Martin Brundle insists George Russell crash had ‘red flag written all over it’

George Russell’s violent crash at the end of the Australian Grand Prix should have resulted in a red flag to stop the race, says Sky F1 pundit Martin Brundle.

Russell, following closely behind Fernando Alonso’s Aston Martin car in front, lost control of his Mercedes on the penultimate lap of Sunday’s race at turn six.

His W15 car smashed into the barrier before flipping onto its side and back on the middle of the track, prompting an unsighted Russell to plead with race control to red flag the race, with cars approaching at speed behind him.

Yet race control opted for a “virtual safety car”, instructing drivers to reduce their speed by 40%, with turn six negotiated under double-waved yellow flags which warn drivers to reduce their speeds and be ready to stop.

However, Brundle, who was on commentary duties for Sky Sports in Melbourne, was surprised that the FIA did not echo Russell’s immediate request for a red flag.

“The end result looked a bigger accident than it was in some respects, as the car resting on its side now blocked the gravel-strewn track,” Brundle said in his Sky Sports column.

“The leaders were on the last lap and race control covered the incident with a ‘virtual safety car’ meaning all drivers had to slow down to a target time on their dashboard.

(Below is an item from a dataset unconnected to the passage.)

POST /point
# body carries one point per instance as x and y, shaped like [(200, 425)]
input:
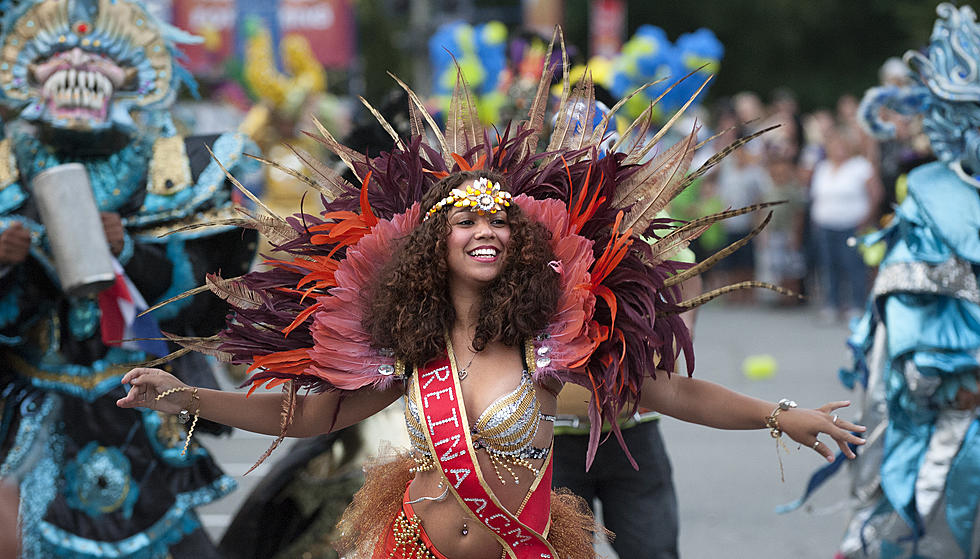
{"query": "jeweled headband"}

“Furthermore, the zone was covered by double-waved yellow flags which means slow down and be prepared to stop.

Martin Brundle says George Russell’s crash should have resulted in a red flag (Getty Images)
Martin Brundle says George Russell’s crash should have resulted in a red flag (Getty Images)

“But being just around a blind corner and now with personnel and the Medical Car on site, that situation had ‘red flag’ written all over it.

“Thankfully cars bumped alongside and past, and the chequered flag was shown at the end of the lap.”

Fernando Alonso received a 20-second penalty for “brake testing” Russell in a “potentially dangerous” manner, demoting him from sixth to eighth.

The crash meant Mercedes endured a double DNF, following Lewis Hamilton’s retirement earlier in the race.